Tom Fenton covered the major news events in Europe, the Middle East, Russia and Africa during his 34-year career as a CBS News correspondent. He writes about world affairs from his Listening Post in London and other locations around the world.


This is the time when pundits, hacks, columnists, commentators, bloggers, scholars and various sorts of experts feel compelled to look into the future and predict what the year has in store for us. I prefer not to fall into that trap myself, but it is useful to know what our friends and enemies think is going to happen to us. So, if I were asked to summarize the consensus outlook on this side of the Atlantic, I would say that 2005 is the Year of Low Expectations. Very low.

Take the Middle East, for starters. In a few days, the Palestinians will elect Mahmoud Abbas as their new and more moderate leader. Israeli Prime Minister Ariel Sharon will use his clout as head of a coalition government that includes his old friend and rival Shimon Peres to force Israeli settlers to give up their homes in the Gaza Strip. The far right and a number of hard-line rabbis oppose the move, and the 8,000 settlers will not go quietly, even with promises of generous financial aid provided by American taxpayers. But they will eventually go. So far so good.

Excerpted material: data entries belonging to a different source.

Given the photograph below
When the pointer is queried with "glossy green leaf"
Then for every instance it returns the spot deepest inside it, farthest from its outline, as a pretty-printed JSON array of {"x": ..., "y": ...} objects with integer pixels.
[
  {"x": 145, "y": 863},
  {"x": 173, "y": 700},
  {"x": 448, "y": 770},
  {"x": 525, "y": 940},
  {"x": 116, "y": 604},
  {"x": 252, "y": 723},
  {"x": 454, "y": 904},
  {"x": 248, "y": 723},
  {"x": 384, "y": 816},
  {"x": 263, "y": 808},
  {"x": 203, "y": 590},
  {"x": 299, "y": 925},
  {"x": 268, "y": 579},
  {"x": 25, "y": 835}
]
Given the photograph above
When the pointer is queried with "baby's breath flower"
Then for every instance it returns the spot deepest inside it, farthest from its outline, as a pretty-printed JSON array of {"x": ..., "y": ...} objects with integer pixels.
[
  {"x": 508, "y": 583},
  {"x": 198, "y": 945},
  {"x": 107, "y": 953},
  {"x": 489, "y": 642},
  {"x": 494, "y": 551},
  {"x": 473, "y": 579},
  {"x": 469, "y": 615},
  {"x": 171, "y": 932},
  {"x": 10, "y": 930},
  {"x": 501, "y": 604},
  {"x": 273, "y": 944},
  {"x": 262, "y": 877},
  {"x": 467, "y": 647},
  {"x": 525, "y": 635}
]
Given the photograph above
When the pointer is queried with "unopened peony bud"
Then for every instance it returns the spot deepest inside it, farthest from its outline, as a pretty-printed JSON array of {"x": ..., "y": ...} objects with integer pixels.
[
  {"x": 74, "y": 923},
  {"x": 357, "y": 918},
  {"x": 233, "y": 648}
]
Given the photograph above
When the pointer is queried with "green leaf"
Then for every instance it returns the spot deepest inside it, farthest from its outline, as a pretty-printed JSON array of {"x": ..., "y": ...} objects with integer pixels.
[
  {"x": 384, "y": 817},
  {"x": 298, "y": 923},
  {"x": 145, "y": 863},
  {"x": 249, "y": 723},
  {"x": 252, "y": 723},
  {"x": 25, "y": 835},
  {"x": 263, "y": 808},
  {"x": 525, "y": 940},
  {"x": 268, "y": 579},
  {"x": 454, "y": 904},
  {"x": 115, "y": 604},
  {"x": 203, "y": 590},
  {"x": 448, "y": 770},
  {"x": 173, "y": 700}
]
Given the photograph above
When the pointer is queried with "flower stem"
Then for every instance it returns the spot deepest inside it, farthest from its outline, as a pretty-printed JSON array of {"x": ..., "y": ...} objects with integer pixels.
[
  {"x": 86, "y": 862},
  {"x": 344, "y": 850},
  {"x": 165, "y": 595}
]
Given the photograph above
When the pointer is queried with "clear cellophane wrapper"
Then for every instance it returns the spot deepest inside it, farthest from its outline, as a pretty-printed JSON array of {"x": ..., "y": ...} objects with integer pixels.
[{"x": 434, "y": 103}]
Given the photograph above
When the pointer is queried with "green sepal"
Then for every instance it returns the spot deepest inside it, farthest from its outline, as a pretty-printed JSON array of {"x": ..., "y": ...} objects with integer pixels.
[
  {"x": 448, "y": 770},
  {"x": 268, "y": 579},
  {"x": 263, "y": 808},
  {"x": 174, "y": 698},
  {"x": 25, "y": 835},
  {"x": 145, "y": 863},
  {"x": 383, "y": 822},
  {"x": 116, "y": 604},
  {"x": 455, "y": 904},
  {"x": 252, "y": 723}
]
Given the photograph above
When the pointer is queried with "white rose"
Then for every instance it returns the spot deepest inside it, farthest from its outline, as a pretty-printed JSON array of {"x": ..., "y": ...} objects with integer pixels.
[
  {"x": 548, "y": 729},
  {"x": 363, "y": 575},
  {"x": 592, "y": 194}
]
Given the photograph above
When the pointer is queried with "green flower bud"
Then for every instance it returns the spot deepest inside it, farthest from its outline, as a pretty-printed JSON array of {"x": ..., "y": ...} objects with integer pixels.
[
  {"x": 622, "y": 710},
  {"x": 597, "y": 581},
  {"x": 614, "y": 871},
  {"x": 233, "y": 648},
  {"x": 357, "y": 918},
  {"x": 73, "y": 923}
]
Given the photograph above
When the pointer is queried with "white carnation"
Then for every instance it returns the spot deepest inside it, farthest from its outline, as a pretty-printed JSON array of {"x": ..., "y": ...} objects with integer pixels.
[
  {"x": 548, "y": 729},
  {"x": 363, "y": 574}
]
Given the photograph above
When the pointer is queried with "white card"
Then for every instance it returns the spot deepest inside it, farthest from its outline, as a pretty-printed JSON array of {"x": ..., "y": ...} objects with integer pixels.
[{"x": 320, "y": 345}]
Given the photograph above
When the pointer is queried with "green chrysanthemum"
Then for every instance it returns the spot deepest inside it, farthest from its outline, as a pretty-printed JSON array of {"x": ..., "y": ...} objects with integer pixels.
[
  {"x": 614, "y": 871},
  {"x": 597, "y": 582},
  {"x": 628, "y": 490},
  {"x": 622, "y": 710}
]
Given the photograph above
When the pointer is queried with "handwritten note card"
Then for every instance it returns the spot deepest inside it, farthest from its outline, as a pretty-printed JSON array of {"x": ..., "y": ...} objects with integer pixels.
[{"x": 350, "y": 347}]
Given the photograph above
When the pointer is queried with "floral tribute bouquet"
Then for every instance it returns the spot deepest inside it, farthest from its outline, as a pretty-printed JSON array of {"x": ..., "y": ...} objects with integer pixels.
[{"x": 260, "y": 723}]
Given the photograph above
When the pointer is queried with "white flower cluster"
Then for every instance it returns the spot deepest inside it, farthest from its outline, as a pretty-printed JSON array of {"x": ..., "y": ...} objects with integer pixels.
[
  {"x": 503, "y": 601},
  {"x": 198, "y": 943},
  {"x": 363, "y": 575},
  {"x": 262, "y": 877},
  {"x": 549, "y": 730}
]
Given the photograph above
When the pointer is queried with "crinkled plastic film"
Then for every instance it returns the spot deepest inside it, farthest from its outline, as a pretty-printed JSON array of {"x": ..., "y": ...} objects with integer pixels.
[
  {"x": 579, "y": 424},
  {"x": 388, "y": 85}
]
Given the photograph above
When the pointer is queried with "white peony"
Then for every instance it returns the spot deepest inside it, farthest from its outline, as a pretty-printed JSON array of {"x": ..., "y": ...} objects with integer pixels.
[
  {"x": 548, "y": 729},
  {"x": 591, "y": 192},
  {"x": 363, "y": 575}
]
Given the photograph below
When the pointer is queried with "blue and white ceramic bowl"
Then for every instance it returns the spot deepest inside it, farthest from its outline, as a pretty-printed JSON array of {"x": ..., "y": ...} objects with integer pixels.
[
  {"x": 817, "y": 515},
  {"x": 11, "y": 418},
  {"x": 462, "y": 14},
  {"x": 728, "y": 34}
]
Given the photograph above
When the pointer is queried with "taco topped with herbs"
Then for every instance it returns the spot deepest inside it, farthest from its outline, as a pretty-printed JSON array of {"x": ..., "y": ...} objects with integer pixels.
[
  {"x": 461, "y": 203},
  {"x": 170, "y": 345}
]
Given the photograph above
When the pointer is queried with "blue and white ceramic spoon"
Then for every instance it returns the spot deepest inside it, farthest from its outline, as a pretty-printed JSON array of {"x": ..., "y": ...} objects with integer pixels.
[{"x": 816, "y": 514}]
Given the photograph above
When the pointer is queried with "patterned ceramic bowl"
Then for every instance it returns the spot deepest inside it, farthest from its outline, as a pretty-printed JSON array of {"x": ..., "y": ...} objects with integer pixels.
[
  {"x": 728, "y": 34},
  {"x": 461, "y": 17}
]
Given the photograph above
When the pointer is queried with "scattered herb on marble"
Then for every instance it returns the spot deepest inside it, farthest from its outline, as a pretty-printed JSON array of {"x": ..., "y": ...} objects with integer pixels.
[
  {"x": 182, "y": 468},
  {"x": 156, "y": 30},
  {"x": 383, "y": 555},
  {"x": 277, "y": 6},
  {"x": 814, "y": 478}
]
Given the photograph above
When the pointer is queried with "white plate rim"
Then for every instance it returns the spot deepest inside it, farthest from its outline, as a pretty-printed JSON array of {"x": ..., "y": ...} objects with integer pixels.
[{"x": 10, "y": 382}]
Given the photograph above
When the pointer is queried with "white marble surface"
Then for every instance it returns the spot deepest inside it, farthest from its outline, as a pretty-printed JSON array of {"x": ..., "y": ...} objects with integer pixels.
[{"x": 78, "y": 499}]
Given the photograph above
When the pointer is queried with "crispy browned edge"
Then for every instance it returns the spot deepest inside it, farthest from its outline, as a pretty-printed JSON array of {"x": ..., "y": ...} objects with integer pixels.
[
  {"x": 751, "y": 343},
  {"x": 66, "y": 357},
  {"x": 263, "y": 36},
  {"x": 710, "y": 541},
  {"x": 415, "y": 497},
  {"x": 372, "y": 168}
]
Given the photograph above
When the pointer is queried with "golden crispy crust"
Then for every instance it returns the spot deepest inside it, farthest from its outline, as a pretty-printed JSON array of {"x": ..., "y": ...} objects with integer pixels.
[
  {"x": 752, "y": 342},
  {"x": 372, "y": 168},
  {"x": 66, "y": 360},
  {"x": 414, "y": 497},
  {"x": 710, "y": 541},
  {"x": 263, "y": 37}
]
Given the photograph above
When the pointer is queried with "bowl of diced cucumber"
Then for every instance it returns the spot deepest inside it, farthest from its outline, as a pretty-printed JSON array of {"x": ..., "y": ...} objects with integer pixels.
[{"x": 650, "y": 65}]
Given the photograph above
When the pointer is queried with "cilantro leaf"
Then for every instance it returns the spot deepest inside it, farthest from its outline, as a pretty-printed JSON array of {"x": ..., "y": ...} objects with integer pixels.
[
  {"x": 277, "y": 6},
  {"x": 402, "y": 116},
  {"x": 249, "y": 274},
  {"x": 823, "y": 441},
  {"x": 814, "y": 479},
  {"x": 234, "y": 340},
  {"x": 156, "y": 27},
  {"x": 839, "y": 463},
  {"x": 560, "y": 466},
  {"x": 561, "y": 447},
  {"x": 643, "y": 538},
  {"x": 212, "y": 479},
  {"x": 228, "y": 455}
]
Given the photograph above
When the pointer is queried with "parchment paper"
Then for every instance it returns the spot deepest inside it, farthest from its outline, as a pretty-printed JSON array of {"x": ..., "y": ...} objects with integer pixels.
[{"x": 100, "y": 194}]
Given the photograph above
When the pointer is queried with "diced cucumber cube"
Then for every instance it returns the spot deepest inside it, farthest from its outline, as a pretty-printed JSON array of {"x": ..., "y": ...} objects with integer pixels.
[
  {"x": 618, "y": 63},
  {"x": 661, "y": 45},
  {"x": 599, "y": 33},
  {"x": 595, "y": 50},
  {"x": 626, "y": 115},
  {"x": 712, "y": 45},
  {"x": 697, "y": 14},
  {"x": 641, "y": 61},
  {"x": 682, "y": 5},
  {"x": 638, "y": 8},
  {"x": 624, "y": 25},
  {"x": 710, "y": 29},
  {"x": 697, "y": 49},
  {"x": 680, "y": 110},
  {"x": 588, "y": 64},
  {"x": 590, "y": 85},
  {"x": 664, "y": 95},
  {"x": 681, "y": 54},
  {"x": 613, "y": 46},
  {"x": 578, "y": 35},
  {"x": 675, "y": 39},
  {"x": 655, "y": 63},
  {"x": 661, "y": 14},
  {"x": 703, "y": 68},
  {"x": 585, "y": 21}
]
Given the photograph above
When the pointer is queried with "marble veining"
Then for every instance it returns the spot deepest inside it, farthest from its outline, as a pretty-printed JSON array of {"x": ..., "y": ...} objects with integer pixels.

The other side of the equation is the hope that this will restart the so-called peace process between Israel and the Palestinians. Despite its public pronouncements, the Bush administration has low expectations that this will happen; the Europeans have almost none at all. Experts here believe Sharon will use the abandonment of the Gaza settlements – which are too difficult and expensive to sustain in the long run – as a means of hanging on to far more important settlements in the West Bank. Palestinians will be disillusioned, Israelis will continue to feel caught between a rock and a hard place, and peace will remain a distant dream.

The expectations for Iraq are hardly better. Ba'athist diehards and foreign Islamic warriors will continue to attack coalition troops, Iraqis who collaborate with them and the Shi'a majority who will consolidate their hold on the country in the January 30 elections. The elections will go ahead nevertheless, but law and order will continue to break down, despite American efforts to train reliable Iraqi police and soldiers. Our ostensible Arab allies will not help much. Indeed, prominent religious scholars in Saudi Arabia have issued an edict prohibiting the Moslems of Iraq from supporting American and British military operations.

The greatest danger, predicted by many foreign experts, is that Iraq will fall apart, splintering into a Kurdish entity in the north, Sunnis in the center and a Shia-ruled south. Iraq's powerful neighbor, Iran, will intervene to help the Shias.

Will Iraq emerge as a model of democracy for the rest of the greater Middle East? Almost no one here expects that to happen.

Other consensus predictions: The White House will allow the dollar to continue to weaken, because that is the least painful way of financing America's debts. The price of oil will remain at levels unheard of at the beginning of last year. China will continue to flood our stores with consumer goodies. North Korea will use its nuclear weapons as a bargaining ship to win Western aid. Iran will continue its inexorable drive to join the nuclear club. And America's armed forces will be stretched too thin to do much about it.

I said at the beginning that I prefer not to fall into the trap of predicting the future, but I suspect the Europeans have it just about right – with the following proviso: Any prudent forecast must leave open the possibility of unpredictable events. The catastrophe of the Asian tsunami was the unexpected horror of 2004. The catastrophe of 2005 could be a devastating attack by Islamic militants inspired by Osama bin Laden. Perhaps the most costly would be an attack on Saudi Arabian oil facilities that would push oil prices sky high and inflict a heavy blow on the American economy. That doesn't bear thinking about. But it is something that a prudent government would include in its planning for worst case scenarios.